Thursday, March 24, 2011

Another non notable post....

I am rather unmotivated at work today, although I am swamped with stuff on my to-do list. We are amidst Spring Budget Formulation so I am usually the lead on this with practically my entire team on some combination or work related travel, annual leave or temporary duty. But id rather be busy than bored.
None the less, my blog is neglected and I feel compelled to pay it some attention.

Now what do i have to say?

I know i have been struggling over the past year over what to share on here and what not to, based on the nature of whats going in my life and the privacy of those involved. In any case whatever is posted on here,  I am realizing is that i have been learning all kinds of lessons. No one chooses to be involved in stressful, tough situations; people chose money, beauty, power, etc.... people don't choose character development.  That is last on the list.  I know i cant hold up my vision of the world 2+ years ago right next to my vision of the world today and compare the two. But i do know the two views are very different.  The landscape is bigger, the colors are a little more vibrant, i have picked up on details that i never noticed, and some things in the perspective have picked up new meaning to me.

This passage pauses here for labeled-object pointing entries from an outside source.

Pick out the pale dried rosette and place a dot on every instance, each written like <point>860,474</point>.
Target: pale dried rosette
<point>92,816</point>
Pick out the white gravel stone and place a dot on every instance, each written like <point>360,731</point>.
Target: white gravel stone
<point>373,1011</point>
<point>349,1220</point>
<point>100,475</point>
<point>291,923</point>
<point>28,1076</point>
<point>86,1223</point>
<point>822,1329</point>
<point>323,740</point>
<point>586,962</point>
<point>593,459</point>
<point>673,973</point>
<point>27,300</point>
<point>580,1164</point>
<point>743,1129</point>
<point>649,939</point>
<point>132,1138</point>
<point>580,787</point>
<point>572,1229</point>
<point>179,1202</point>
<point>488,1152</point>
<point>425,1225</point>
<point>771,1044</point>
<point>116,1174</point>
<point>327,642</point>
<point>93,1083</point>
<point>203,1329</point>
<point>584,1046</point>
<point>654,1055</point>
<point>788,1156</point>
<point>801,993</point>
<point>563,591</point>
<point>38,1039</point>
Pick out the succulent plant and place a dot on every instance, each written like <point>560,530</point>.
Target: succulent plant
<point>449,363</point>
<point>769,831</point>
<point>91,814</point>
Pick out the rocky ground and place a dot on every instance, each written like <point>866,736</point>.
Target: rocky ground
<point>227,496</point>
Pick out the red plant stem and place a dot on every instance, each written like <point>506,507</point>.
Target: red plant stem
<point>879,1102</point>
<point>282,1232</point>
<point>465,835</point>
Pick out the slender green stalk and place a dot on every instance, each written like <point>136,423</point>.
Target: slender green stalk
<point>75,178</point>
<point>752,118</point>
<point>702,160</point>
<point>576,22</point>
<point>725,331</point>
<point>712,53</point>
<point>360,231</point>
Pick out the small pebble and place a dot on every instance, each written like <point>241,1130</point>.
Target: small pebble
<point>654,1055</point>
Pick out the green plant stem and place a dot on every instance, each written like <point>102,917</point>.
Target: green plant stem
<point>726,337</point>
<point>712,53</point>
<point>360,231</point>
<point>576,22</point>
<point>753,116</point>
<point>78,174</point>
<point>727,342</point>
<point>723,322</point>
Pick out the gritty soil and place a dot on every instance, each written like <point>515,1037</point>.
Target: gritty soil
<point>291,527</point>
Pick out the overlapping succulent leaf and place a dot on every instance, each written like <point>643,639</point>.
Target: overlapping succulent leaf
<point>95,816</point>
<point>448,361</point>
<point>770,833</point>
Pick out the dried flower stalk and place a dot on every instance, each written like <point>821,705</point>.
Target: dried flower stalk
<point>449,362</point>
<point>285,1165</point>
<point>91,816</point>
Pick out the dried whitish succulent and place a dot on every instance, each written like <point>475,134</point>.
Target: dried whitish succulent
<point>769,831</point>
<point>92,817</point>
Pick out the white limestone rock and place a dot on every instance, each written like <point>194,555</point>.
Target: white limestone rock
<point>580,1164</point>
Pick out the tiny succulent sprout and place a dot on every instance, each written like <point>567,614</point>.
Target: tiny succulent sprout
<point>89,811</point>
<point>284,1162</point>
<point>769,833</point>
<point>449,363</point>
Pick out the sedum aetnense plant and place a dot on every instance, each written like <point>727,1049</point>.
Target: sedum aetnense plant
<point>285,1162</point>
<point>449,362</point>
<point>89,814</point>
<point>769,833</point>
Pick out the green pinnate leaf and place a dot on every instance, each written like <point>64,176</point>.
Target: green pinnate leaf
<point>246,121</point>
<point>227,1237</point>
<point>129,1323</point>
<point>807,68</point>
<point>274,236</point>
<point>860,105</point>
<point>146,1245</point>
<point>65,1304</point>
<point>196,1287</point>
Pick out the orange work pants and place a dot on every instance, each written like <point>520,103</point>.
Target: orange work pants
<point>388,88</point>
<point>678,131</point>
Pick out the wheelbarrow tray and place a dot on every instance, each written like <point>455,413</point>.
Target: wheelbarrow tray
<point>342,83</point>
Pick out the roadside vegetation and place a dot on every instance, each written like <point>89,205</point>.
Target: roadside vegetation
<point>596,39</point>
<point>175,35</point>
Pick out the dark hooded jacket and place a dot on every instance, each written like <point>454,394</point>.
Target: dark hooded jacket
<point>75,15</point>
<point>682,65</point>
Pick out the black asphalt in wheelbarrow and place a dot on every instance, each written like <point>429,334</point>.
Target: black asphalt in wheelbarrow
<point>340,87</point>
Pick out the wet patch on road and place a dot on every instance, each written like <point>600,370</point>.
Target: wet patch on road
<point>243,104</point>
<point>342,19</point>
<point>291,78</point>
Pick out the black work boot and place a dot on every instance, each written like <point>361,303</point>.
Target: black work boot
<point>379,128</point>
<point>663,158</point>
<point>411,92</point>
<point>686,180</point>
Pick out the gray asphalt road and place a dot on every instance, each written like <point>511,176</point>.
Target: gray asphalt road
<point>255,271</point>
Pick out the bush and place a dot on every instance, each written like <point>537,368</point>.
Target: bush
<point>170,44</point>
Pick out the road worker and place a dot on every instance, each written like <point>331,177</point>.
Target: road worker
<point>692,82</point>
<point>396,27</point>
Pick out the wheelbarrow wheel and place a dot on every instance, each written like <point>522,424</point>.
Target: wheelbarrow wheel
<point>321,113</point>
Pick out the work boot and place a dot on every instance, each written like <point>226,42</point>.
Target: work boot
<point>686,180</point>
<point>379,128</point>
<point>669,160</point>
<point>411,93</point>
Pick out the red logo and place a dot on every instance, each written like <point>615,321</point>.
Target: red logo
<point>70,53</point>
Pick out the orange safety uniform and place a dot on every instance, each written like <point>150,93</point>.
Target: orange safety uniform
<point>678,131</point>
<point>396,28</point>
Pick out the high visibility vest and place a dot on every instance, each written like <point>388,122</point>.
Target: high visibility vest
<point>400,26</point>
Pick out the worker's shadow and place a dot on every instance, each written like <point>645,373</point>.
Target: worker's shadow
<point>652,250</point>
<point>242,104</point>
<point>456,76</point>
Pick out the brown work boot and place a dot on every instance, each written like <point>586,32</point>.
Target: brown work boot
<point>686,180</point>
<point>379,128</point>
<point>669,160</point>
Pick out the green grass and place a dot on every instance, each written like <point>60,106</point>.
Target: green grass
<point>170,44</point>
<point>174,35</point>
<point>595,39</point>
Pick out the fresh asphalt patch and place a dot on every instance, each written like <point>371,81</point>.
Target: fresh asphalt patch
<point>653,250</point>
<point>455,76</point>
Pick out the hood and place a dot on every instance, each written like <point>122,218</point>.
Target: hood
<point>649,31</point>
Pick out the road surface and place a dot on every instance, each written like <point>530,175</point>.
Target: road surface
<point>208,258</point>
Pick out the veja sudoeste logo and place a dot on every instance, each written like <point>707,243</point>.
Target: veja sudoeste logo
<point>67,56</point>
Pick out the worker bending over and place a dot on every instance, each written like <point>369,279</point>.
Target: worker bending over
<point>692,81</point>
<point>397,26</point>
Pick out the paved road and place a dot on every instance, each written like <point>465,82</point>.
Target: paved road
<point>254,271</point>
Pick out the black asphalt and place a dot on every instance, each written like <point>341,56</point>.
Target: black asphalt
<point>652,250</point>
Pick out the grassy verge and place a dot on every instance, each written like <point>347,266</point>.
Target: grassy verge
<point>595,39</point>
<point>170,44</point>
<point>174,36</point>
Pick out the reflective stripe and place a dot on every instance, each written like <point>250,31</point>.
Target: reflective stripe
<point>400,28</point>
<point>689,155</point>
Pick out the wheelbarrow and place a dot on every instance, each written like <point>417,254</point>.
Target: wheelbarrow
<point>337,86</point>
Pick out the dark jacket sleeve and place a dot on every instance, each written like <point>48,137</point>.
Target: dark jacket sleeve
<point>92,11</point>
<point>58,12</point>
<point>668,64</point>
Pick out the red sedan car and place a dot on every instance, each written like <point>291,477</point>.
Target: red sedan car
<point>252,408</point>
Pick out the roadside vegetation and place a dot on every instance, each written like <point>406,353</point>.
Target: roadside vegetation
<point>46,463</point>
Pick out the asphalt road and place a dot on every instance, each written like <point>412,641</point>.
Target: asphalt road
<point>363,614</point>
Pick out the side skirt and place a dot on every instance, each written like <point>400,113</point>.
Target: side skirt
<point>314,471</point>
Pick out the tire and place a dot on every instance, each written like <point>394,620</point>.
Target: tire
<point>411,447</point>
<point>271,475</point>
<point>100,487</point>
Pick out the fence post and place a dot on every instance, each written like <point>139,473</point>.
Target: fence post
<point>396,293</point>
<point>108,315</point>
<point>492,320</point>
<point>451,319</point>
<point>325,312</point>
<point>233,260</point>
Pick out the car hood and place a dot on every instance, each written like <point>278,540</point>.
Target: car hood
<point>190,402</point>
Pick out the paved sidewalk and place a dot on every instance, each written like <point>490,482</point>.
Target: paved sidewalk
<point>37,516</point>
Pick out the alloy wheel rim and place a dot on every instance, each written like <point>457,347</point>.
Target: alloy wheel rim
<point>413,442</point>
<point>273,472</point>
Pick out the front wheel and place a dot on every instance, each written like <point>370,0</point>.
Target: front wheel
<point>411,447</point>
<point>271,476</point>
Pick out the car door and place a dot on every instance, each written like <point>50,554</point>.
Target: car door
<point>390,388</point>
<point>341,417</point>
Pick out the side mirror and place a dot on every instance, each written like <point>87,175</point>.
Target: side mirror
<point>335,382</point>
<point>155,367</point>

I also know that the time seems to go so much faster; it's funny that you always hear from grandparents your entire childhood that time goes quicker as you get older... but i never though i would feel it in my twenties. I mean  the days and weeks go so quick, where does the time go? I do need to remind myself to slow down a lot, and it's a tough thing to remember....

A lot of the little things  that used to wind me up no longer bother me. Things in my head involving my friends used to eat away at my heart,  problems outside my control used to make me so nervous, I started letting go of things i have held on to and stressed about for way longer than need be.  My faith has played a big role, as well as the incredible people that are in my life.

Now, i don't think anything that has been happening my life has been notably catastrophic.... it's just the stuff of life; there are ups and there are downs. I mean all i need to do it think about the Haiti disaster over a year ago and now the tsunami in Japan a couple weeks ago-- devastation that just seems inconceivable. Suffering that you cannot physically wrap your mind around unless you are actually living it.   How precious life is and disasters like this DO happen..... my heart just fills up emotion.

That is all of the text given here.